Continue to add two milliliters of PBS to the sample reservoir to collect each subsequent fraction. Store the collected fractions at four degrees Celsius for short term storage or minus 80 degrees Celsius for long term storage. For sterility testing of the collected fractions of EVs, inoculate three milliliters of the culture medium with 100 microliters of the fractions to be used in assays.
Then, culture the medium under optimal conditions while observing turbidity for at least three days. Alternatively, the fraction samples can be applied to agar plates containing the medium used to grow the producing bacteria, then check for colony formation. Next, store the EVs by transferring 25 to 50%of the individual or pooled fractions to low-protein binding tubes at minus 80 degrees Celsius to avoid freeze-thaw cycles.
The representative analysis shows the elution of Escherichia coli MP1 EVs in the early chromatography fractions. The fractions one to six contained the most EVs, with an average diameter lower than 100 nanometers.
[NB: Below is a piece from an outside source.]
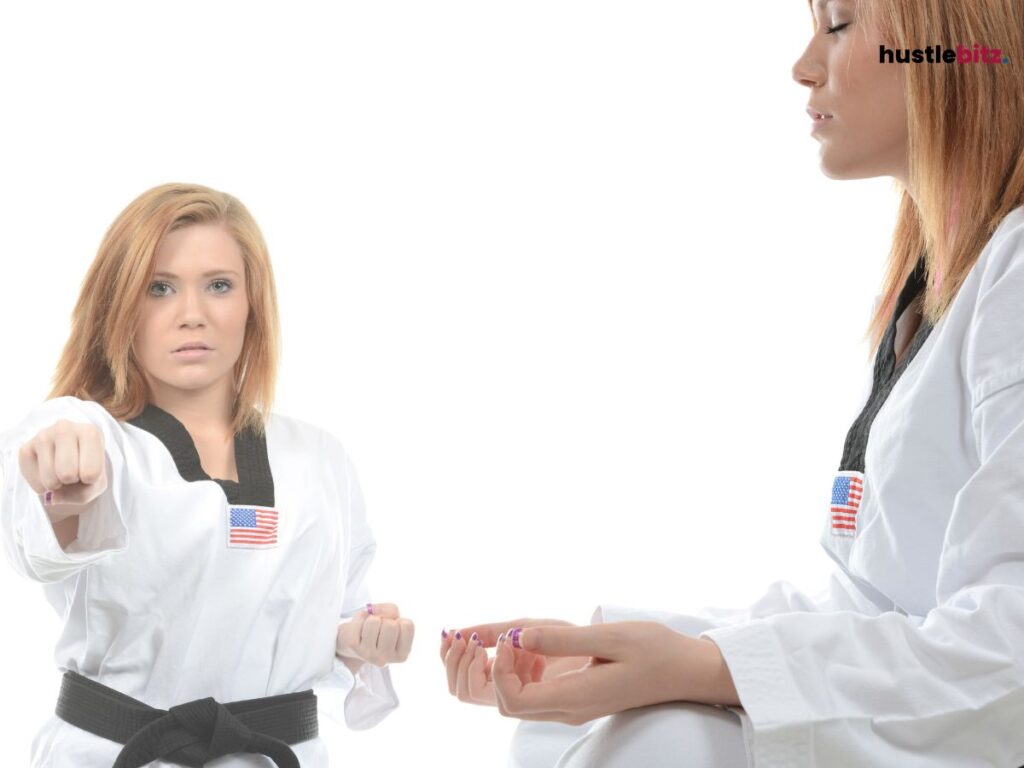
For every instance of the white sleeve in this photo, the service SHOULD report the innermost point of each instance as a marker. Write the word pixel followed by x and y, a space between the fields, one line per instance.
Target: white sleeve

At the same time, the subsequent fractions contained EV-free proteins and very few EVs.
The EV enrichment and size were confirmed by transmission electron microscopy, particularly in fractions two to six. It was observed that EV-enriched fractions two to seven had high nanoluciferase activity, but only a very low fluorescent signal from non-EV-associated mCherry compared to that of the later fractions. The immunogold labeling confirmed the EV association of nanoluciferase in fractions two to five.
The applicability of the protocol to the other bacterial species was assessed by isolating EVs from the cultures of diverse anaerobic bacteria. It was observed that the early chromatography fractions one to four were enriched for EVs, with a diameter size lower than 100 nanometers. The complex brain-heart infusion, or BHI, contained the EV-sized particles at less than 25%of the total EV yield.
It is important to use TFF devices capable of handling the starting volume of the bacterial cell culture. This technique allows us to generate enough EVs to ask biological questions on their function in complex animal models.